Annual inflation once again breached the nine per cent mark this year in May, after an aberration in April, raising speculation that the Reserve Bank of India (RBI) may raise interest rates further, despite signs of slowing growth.
The wholesale price index (WPI) increased 9.06 per cent in May from a year earlier, faster than the 8.66 per cent rise in April, because prices of fruits, fuel and manufactured goods shot up, though the rate of food and fuel inflation fell. In May 2010, inflation stood at 10.48 per cent.
Since revisions are taking place frequently these days, there is no certainty that the WPI for April will remain below nine per cent when final figures come. The case in point is March inflation, revised to 9.68 per cent today from the provisional estimate of 9.04 per cent.
Food inflation, a headache for policy makers till a few months earlier, is declining. It eased to 8.37 per cent from 8.71 per cent in April and 16.68 per cent in January. Finance Minister Pranab Mukherjee said in a statement, “Food inflation has been continuously moderating and at 8.37 per cent, is now half of the level recorded in January. Other than fruits, inflation is moderating in all food items.”

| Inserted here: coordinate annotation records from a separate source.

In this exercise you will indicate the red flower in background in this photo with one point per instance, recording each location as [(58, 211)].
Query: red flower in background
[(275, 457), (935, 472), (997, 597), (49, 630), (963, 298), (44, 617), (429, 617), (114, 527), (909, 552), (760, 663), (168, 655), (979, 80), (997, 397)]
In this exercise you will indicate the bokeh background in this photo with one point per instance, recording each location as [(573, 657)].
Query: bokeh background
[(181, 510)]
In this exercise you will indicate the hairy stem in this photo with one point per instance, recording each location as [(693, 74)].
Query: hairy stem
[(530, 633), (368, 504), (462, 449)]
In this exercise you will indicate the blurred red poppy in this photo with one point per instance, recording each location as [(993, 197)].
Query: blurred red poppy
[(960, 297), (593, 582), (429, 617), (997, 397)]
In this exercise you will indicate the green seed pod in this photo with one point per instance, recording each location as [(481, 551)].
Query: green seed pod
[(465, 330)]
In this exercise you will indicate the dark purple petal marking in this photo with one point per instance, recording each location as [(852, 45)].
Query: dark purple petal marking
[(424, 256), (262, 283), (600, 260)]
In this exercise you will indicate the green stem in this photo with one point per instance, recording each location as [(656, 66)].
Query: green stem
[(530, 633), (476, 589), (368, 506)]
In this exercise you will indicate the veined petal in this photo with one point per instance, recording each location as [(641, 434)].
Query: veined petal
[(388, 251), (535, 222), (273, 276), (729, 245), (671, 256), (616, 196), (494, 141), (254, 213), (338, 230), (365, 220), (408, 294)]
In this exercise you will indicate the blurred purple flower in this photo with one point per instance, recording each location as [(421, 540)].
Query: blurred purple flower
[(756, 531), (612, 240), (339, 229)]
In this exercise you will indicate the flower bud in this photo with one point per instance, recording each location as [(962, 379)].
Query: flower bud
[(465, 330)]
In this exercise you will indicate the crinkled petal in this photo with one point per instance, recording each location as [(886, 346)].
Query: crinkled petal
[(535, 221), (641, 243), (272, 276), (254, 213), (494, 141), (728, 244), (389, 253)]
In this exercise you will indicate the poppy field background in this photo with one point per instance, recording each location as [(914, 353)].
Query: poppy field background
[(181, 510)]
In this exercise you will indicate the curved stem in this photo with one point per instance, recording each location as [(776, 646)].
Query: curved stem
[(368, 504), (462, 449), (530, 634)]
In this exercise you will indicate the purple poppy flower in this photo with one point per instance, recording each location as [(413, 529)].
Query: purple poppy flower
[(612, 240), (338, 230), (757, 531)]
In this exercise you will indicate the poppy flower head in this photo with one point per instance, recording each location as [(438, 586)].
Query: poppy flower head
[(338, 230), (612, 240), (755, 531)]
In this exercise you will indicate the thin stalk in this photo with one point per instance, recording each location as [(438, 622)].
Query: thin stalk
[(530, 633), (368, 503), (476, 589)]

Many had feared fuel inflation would go up after the rise in petrol price was factored in, but it was down to 12.32 per cent in May from 13.32 per cent in the previous month. Inflation in manufactured goods that has the highest weightage in WPI, increased to 7.27 per cent from 6.18 per cent in May. In fact, core inflation (inflation in manufactured items sans food products) was on an upswing.
Mukherjee said, “Core inflation is higher at 8.71 per cent in comparison to 7.93 per cent in April. We would keep a close watch on developments, both domestic as well as international, in the coming months and make appropriate adjustments as we go along.”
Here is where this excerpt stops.